Conclusion.  We have reviewed the entire pursuant to our obligation under G. L. c. 278, § 33E.  Although counsel unreasonably failed to consult with a mental health expert for trial, we conclude that the defendant has failed to establish that such a consultation would have provided a basis to challenge the Commonwealth’s theory of premeditated murder.  Because we conclude that, even if the interviews should have been excluded and even if the second interview formed the sole basis for the jury’s finding of extreme atrocity, there was ample evidence of premeditation independent of the interviews, the conviction of murder in the first degree stands.  Accordingly, neither trial counsel’s shortcomings nor the interests of justice require entry of a lesser degree of guilt or a new trial.  The defendant’s conviction and the order denying the defendant’s motion for a new trial are affirmed.

So ordered.

     [1] The note stated:

 

“I love you with all my heart.  I know you know that.  I’m sorry for not giving you a better life.  My heart aches for what I have done to you.  But remember to always follow your heart.  My mind is tired now, so I have to go.  Your [sic] the best thing that ever happened to me.  I will love you always for that, but something happened to me, with my bipolar and all, I snapped.  Lorraine will get what she deserves for coming between you and me.  I love you. . . Eunice.  P.S. Someday we will all know the real truth.  P.S.S.  [sic] . . . Tell Truth.  ‘Wasn’t my pain real’? by Eunice Field.”

     [2] Although, as discussed infra, the defendant asserts that her custodial statements made to both Brockton and Bridgewater police officers should have been suppressed, she does not contest the admissibility of her earlier noncustodial statements to the Brockton police, in which she admitted that she had killed the victim.
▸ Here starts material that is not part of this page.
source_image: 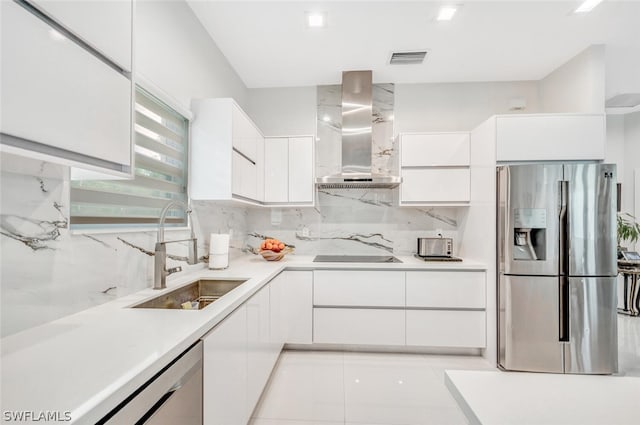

     [3] We note also that the judge instructed the jury regarding lack of criminal responsibility, even though the motion judge noted that the defendant had, at no time, demonstrated that lack of criminal responsibility was an available ground of defense. The defendant does not, however, argue on appeal that she was not criminally responsible.  Nor did the defense expert so testify at the new trial motion hearing.

          [4] Given the overwhelming evidence of guilt separate and distinct from the videorecorded interviews, it was reasonable to allow the jury to see the defendant’s behavior for themselves, rather than having witnesses describe it in an antiseptic fashion.